Huger doses of micronised progesterone makes me capital D drunk; to the point that I am still dizzy the next morning. But I tend to react strongly to everything. Also, so much more breast growth! P is the best
Awesome! Looking forward to bigger bouncier boobs. I take mine in the morning and I tend to do alright, but we’ll see what happens with the new dose.
So this is the part where I ask other trans women what their experiences have been with increasing their dose of micronized progesterone, and how much this helped with their breast growth, and any other effects it has.
On that note, who else really really likes feeling the blood being pulled out of your arm and watching as it keeps filling vial after vial after vial? It’s kind of relaxing but also kind of exciting and squirmy and tickly and a really controlled breaching of a boundary of the body.
The other day, I actually found some full-body photos we took on the day I started HRT about 14-15 months ago. After this much time, the differences are pretty much ridiculous. I had such a flat butt, and my legs were covered in dark hair, and I had no chest - no muscle, no fat, nothing - and my genitals were just disgustingly huge and dangly (girlcock is superior, for real), and my face looked all weird. And I was really thin. Like, ew. Things have gotten so much better since then.
I don't know if you've answered this before, and please feel free not to answer if it's rude or invasive, but I didn't know you used to ID as a gay dude. So, monosexually inclined towards men. Is IDing as a lesbian now an example of sexual fluidity, or like...? (this is hard to explain sorry)

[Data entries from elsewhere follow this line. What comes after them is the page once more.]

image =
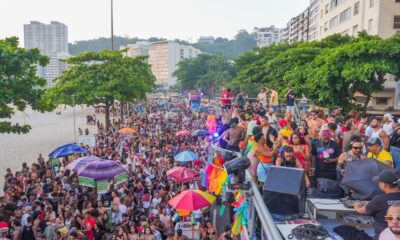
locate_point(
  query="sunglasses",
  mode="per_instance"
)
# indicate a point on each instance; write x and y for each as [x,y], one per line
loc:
[391,218]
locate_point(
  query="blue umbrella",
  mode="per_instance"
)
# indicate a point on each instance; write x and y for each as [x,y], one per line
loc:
[186,156]
[66,150]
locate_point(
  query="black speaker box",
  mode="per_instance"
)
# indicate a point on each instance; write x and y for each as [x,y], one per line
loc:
[284,190]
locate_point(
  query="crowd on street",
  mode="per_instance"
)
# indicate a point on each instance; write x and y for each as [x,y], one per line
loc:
[45,200]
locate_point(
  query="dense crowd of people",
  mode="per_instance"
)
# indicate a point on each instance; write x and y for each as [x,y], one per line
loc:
[320,142]
[45,201]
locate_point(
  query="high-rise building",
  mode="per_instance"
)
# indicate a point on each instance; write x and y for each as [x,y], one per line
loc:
[138,49]
[377,17]
[297,29]
[206,40]
[164,57]
[51,40]
[267,36]
[314,19]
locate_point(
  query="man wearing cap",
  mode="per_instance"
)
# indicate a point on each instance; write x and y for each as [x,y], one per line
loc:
[325,154]
[377,152]
[388,124]
[378,206]
[392,232]
[234,135]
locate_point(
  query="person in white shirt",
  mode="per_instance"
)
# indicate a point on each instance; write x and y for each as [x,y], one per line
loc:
[388,124]
[392,232]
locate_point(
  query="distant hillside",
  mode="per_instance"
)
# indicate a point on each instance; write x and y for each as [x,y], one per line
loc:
[103,43]
[231,49]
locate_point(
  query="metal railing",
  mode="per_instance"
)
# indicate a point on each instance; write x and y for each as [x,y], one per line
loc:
[261,225]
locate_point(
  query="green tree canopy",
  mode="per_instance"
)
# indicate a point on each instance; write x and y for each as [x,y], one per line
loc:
[19,85]
[99,78]
[330,71]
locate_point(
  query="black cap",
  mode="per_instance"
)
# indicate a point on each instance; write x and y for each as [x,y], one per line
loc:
[374,141]
[387,176]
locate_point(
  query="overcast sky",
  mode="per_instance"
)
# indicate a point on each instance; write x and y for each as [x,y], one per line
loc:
[183,19]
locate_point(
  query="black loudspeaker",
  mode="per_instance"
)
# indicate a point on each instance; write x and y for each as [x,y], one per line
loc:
[284,190]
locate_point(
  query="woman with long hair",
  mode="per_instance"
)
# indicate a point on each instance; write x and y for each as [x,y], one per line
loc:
[300,149]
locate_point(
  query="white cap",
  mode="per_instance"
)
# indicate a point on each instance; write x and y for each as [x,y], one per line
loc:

I don’t think I was ever monosexually inclined toward men - just bisexually inclined and choosing to ignore the part that liked women. I assumed I had to be a gay guy because, when you’re AMAB and really femme, that’s what society tends to suggest you are. So that’s what I thought was going on before I figured out I was a woman. I think, at that point, I actually had a moment where I was like “yay I don’t have to refrain from being with women for the sake of preserving my gay-dude-ness!”

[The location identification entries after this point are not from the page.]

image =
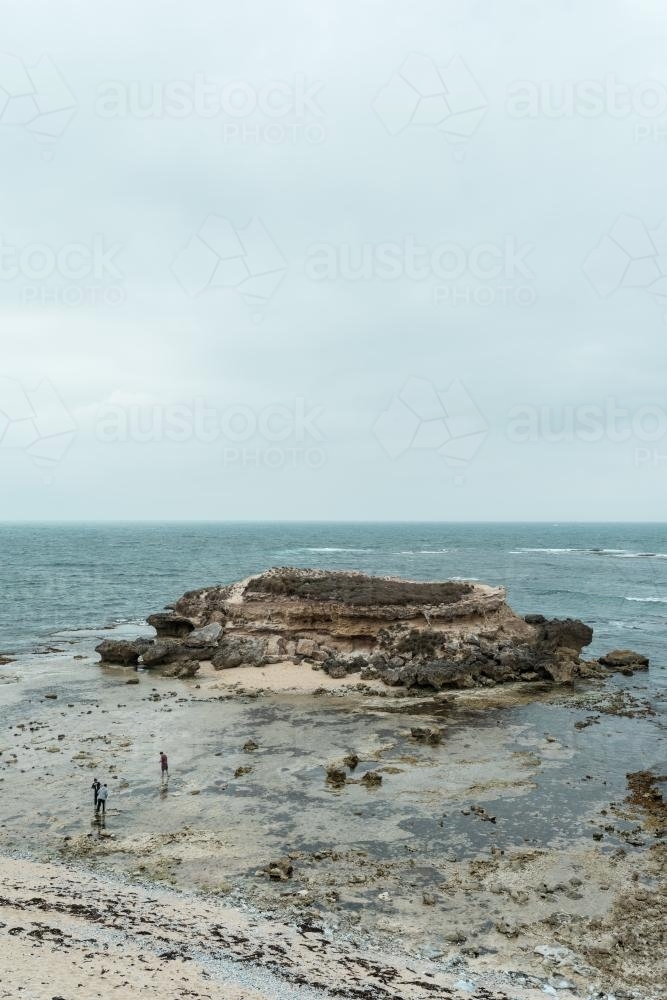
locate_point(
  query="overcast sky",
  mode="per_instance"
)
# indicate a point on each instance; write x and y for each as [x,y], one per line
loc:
[333,260]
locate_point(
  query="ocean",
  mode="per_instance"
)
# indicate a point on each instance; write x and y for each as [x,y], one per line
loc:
[63,577]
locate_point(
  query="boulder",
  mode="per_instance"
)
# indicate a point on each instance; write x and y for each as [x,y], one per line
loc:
[335,668]
[306,647]
[617,659]
[181,668]
[336,775]
[564,633]
[425,734]
[164,651]
[169,624]
[126,652]
[371,779]
[281,870]
[233,651]
[202,637]
[275,646]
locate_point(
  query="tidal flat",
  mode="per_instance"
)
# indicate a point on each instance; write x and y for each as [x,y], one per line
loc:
[510,856]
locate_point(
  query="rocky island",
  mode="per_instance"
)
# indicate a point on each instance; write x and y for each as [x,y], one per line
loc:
[379,788]
[410,634]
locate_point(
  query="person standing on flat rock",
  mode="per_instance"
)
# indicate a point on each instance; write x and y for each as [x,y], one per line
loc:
[102,796]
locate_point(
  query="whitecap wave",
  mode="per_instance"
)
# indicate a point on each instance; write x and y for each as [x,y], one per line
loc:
[421,552]
[518,552]
[331,548]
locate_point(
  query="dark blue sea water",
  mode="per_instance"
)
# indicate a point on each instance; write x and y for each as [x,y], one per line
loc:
[67,576]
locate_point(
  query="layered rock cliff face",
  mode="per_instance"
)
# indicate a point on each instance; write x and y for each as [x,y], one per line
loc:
[445,634]
[430,635]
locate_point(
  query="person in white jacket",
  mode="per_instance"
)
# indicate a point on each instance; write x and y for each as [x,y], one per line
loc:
[102,796]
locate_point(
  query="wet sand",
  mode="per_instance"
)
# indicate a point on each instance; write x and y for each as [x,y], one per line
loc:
[475,858]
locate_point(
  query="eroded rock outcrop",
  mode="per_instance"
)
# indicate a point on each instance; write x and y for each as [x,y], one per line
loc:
[435,635]
[122,651]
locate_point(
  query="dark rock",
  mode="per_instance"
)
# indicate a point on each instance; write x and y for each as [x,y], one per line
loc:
[335,668]
[235,651]
[619,658]
[181,668]
[169,624]
[123,651]
[424,734]
[336,775]
[281,870]
[204,637]
[564,633]
[371,779]
[164,651]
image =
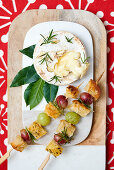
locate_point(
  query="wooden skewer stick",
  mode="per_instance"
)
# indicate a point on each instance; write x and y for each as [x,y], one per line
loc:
[44,162]
[5,156]
[99,78]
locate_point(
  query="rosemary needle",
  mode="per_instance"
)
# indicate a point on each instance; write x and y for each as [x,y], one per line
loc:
[56,78]
[49,39]
[69,39]
[85,59]
[45,59]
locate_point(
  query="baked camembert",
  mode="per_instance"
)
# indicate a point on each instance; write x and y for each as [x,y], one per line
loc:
[60,58]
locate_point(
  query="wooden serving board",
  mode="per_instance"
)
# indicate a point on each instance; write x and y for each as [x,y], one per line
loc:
[17,32]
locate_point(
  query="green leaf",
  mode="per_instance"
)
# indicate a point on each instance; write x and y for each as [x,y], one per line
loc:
[25,76]
[50,91]
[27,93]
[28,51]
[36,93]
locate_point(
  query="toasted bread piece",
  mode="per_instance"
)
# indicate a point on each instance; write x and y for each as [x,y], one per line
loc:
[19,144]
[52,111]
[54,148]
[79,108]
[72,92]
[93,89]
[37,130]
[68,126]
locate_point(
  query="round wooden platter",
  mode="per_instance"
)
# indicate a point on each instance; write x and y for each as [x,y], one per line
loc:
[17,33]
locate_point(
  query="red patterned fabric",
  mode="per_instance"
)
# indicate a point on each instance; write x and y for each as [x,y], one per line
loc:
[104,9]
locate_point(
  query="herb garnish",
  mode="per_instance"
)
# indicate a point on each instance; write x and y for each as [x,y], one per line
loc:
[69,39]
[85,59]
[45,59]
[56,105]
[64,136]
[49,39]
[56,78]
[30,134]
[84,103]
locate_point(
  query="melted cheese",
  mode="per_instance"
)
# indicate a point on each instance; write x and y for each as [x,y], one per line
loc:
[68,63]
[66,59]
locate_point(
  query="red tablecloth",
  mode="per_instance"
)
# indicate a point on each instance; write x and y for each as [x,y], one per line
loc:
[104,9]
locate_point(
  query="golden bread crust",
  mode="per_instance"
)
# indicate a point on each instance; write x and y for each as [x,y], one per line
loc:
[54,148]
[37,130]
[68,126]
[93,89]
[79,108]
[52,111]
[72,92]
[19,144]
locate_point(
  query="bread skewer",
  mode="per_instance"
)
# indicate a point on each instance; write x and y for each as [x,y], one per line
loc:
[72,92]
[20,144]
[99,77]
[44,163]
[54,147]
[5,156]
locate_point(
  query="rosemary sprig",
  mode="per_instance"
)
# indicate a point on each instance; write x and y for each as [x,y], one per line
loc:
[45,59]
[49,39]
[85,59]
[65,136]
[58,108]
[88,106]
[69,39]
[56,78]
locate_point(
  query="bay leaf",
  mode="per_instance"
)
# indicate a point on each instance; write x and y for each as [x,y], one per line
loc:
[50,92]
[36,93]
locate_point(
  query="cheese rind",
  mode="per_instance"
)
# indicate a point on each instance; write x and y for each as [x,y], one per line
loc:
[54,148]
[68,59]
[37,130]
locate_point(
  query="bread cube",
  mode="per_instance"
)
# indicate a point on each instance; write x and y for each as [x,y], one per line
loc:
[54,148]
[79,108]
[52,110]
[72,92]
[19,144]
[93,89]
[70,129]
[37,130]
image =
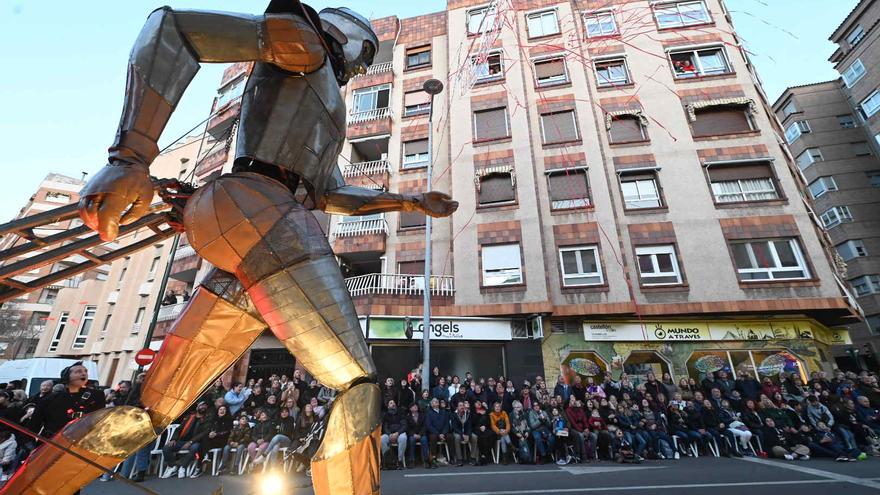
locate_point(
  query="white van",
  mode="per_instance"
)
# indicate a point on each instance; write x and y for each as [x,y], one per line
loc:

What is the douche-y-est thing an ex has said to you?
He told me I had a “girl butt” and nobody would love me. I was like 18 at the time and I was still under the delusion that I was a gay guy. What he said didn’t bother me. What bothered me was the implication that having a “girl butt” was a bad thing.
Have you had any trouble with injuries since getting your t-count down? I have had a nightmare of trouble with repetitive strain injuries, and I haven't been able to find any useful information on whether reducing my t-count has worsened my risks and prevented healing.
I’m not really sure about this. Sometimes my hand gets a bit sore, or my hamstring, or my foot starts cramping if I flex it the wrong way, or my neck and shoulder feel strained and spasm-y from reaching too far to grab something… things like that. I assumed I was just getting old.